The CPA proposed in this study is a naturally existing angle formed by the hard palate line and the Wackenheim clivus line. Interestingly, although the hard palate line has been used in the Bull angle and modified Omega angle and the Wackenheim line has been widely used to evaluate CVJ abnormalities, the CPA, formed at the intersection of these two lines, has not been proposed for use in this regard before [9, 15, 18‐21]. Our study demonstrated that CPA could accurately reflect the changes of craniovertebral angle. Of note, the AUC of CPA in diagnosing BI was similar to that of CXA or CDA. Furthermore, CPA exhibited the following peculiar advantages. First, both the hard palate line and Wackenheim line are clearly depicted as a fine line on midsagittal MRI T1-weighted image (T1WI) or T2-weighted image (T2WI), which facilitates identification and measurement and thus leads to higher inter-observer agreement. Second, congenital malformations (e.g., os odontoideum), fracture or dislocation of the dens, osteosclerosis of the posterior margin of the axis, and ossification of ligaments can affect measurements of CXA and CDA [8, 10]. Also, CXA or CDA was affected by the curvature of cervical spine [6, 11]. In contrast, the osseous basis of the hard palate is the palatine process of maxilla and the horizontal plate of the palatine bone, which are stable and unaffected by the aforementioned factors. Moreover, facial hypoplasia or hard palate abnormality is rare and will not affect the measurements [19]. In short, CPA exhibited less variation when compared with CXA and CDA.

Moreover, any single parameter varies within a normal range, which necessitates assessing at least two different measures for patients with suspected BI [12]. The present study demonstrated that sensitivity, specificity, and accuracy in diagnosing BI were significantly improved when CPA + CDA or CPA + CXA was used. The mechanism underlying this phenomenon is unclear. CPA may reflect BI differently from CDA or CXA. CPA seems to mainly reflect the degree of clivus tilt toward the horizontal plane because the hard palate is stable and unaffected by the relative movement of the head and the cervical spine in the setting of BI [19]. In contrast, CXA (or CDA) is influenced by a great variety of accompanied anomalies affecting this region, such as C2–3 assimilation, atlas-axis subluxation, and atlas occipitalization [6, 11, 13, 22].

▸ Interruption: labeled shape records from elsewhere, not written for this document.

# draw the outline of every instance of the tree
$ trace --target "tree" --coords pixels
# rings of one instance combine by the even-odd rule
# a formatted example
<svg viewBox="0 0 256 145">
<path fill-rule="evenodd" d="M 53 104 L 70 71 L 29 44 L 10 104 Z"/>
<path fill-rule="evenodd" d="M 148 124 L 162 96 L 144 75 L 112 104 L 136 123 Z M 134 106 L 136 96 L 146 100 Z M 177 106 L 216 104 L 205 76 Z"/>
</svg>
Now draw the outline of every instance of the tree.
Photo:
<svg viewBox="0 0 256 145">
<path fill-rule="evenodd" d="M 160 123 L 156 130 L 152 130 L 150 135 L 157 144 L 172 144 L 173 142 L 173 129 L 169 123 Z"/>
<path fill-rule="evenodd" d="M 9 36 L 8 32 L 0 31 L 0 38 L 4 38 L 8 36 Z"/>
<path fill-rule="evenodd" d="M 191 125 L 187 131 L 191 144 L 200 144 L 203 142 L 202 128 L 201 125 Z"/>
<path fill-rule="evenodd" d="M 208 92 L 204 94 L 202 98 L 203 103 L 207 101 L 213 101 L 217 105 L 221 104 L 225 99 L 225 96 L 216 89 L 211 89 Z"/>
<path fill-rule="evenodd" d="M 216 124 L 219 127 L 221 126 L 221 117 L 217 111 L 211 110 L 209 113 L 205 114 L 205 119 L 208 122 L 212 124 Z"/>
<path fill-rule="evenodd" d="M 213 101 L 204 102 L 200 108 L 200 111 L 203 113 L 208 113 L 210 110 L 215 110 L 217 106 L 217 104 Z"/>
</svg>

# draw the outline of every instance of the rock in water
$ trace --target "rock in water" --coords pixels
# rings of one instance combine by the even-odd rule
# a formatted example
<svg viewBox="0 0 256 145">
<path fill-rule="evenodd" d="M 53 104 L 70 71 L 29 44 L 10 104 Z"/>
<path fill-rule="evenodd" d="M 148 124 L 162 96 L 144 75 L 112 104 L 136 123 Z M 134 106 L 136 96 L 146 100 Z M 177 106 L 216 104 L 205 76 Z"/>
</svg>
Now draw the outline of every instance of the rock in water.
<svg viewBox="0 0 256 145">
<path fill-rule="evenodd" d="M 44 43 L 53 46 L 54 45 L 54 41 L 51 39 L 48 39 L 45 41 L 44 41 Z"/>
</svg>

Our study has several limitations. This is a retrospective study based on MRI, where CT data were not available in many cases. This may affect the measurement of CL, CDA, and CXA because MRI is not the best choice to depict bone structure [23]. However, we identified bone cortex as best as we could and our results are highly comparable to other published reports [13, 17]. Further, this study did not examine the relations of CPA with other indicators (e.g., McRae line, Klaus index, and Welcher basal angle) or with clinical manifestations, which shall be addressed in future studies [11, 20]. In addition, future studies should address the value of CPA in evaluating treatment efficacy of BI.

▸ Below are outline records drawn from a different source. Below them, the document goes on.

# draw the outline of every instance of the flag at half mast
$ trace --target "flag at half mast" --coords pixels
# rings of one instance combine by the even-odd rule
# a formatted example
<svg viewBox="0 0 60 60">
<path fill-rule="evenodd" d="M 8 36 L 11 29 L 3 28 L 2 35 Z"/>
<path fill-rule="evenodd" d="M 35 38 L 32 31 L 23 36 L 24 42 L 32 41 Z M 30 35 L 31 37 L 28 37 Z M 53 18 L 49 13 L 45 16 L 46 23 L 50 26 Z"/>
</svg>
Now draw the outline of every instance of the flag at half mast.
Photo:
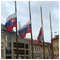
<svg viewBox="0 0 60 60">
<path fill-rule="evenodd" d="M 20 35 L 20 38 L 25 38 L 27 33 L 31 33 L 31 21 L 28 21 L 27 24 L 25 24 L 23 27 L 21 27 L 18 31 L 18 34 Z"/>
<path fill-rule="evenodd" d="M 38 43 L 43 42 L 43 31 L 42 31 L 42 27 L 40 28 L 39 35 L 37 37 L 37 40 L 38 40 Z"/>
<path fill-rule="evenodd" d="M 16 13 L 11 14 L 10 16 L 8 16 L 7 21 L 5 23 L 5 27 L 7 29 L 7 32 L 13 30 L 13 27 L 17 27 Z"/>
</svg>

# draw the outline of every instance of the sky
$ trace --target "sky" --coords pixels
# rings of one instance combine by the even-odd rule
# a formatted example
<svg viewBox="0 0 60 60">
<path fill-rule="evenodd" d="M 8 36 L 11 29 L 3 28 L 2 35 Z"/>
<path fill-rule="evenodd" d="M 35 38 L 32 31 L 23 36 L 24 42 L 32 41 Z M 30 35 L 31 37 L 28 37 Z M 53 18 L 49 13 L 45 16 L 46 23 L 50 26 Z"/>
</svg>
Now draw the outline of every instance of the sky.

In conclusion, on midsagittal MRI T1WI or T2WI of the head or neck, CPA accurately reflected the changes of craniovertebral angle with higher inter-observer agreement than that of CXA or CDA. Patients with BI had a sharper CPA compared to control subjects. CPA showed similar diagnostic performance with CXA or CDA with the cutoff value being 53.5° and provided additional diagnostic value to CXA and CDA for BI. Therefore, CPA can serve as a useful sentinel to alert the radiologist and surgeon to the possibility of CVJ deformity.